I support the establishment of an Evangelism Endowment Fund in order to ensure that we continue to fund Church planting and new initiatives for sharing the Gospel of Jesus, but I don’t think this resolution is the best way to go about that. Firstly, the Task Force on Church Planting and Congregational Development has already recommended that we explore an endowment fund, and approving their resolution should begin the work into figuring out how best to do that. Secondly, I would support this resolution enthusiastically if the members of Province IV, the proposers of this resolution, had offered seed money for said endowment. “We think there should be an endowment for this work and we’re willing to put the first money into that fund!” is the way to get this venture started. But suggesting the establishment of an endowment without offering any way to fund it, either by a seed gift or by some suggestion as to where the money might come from, seems like a “feel-good resolution” rather than a solution. If either the proposer or someone else steps up with a starting gift, my tune might change.

 

D001 Resolution for Funding of The Chaplaincies at The HBCUs. Full text. Likely vote: YES.

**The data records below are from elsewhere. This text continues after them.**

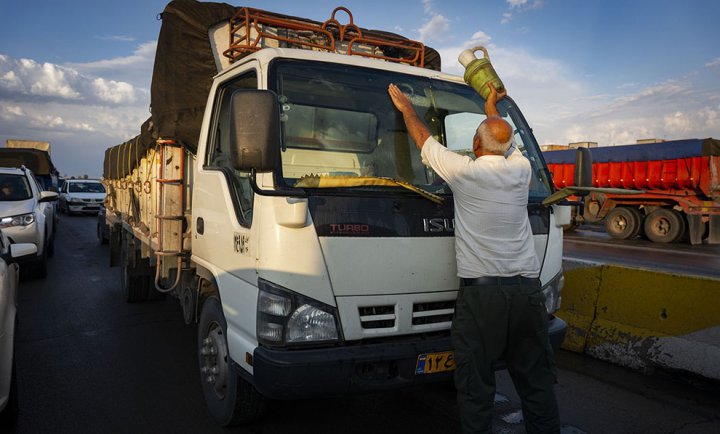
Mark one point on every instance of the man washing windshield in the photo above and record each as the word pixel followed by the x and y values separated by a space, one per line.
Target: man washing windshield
pixel 500 310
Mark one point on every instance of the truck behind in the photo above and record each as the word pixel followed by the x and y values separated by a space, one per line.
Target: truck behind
pixel 679 184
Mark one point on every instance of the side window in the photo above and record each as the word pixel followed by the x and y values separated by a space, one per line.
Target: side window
pixel 218 154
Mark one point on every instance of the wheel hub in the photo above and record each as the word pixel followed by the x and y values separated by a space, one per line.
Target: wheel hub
pixel 214 360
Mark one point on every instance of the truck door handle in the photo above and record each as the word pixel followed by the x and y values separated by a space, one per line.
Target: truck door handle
pixel 200 226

The Episcopal Church has a terrible history of racism and in order to properly atone for that deep sin we need to find ways to both repent and offer substantive, concrete ways to repair some of that historic damage. Helping to fund historic, existing partnerships between the Episcopal Church and HBCUs seems like a reasonable way to put our money where our mouth is in this endeavor. My only question about this resolution stems from my own ignorance. Are the two named HBCUs (Saint Augustine and Voorhees College) the only HBCUs with which the Episcopal Church has an existing partnership? If so, it seems reasonable to designate the support to those two universities, specifically. If not, then I think it’s worth a conversation to broaden the initiative beyond the two named universities and allow other chaplaincies at HBCUs to be included in funding.

 

D088 Development of Digital and Evangelism Resources. Full text. Likely vote: NO.

I think the motivation of this resolution is excellent; we do need digital resources for evangelism and discipleship in our church, and I think Forward Movement is a great candidate to create and share those resources. Unfortunately, this particular resolution doesn’t have a chance because of the lack of specificity. $150,000 is a specific budget amount, but whether that is too much or too little depends entirely on the scope of the work that is desired and expected. Are these resources for individuals or congregations? What are the parameters for what’s being created and shared—videos, print materials available digitally, apps, websites, or something else? The explanation includes a list of ideas, but not nearly enough detail to make any sort of a plan.

If there’s a more specific plan for what resources are needed, let’s send money to Forward Movement to do this work, or find people who are already doing great work and have them propose specific plans for how Forward Movement or other church agencies could help distribute and share their work. But as it stands, there’s not enough “there there” for this resolution to get support.

[Ed. note: If you ever wonder about the principled nature of this blog, look no further. Here I am,  publishing the guest blogger’s “no” vote on a resolution that would benefit the church through the work of Forward Movement (my employer). We’d love to receive a large grant or gift to fund innovative, mostly free resources to empower evangelists or inspire disciples! But in the machinery of General Convention, this one may go by the wayside in a busy year. However, if you, dear reader, would like to see amazing new resources from Forward Movement, I invite you to consider making a generous gift to support that work.]

2 Responses

  1. Géo McLarney says:

    AIUI, yes, St Augustine’s and Voorhees are the two remaining Episcopal-affiliated HBCUs.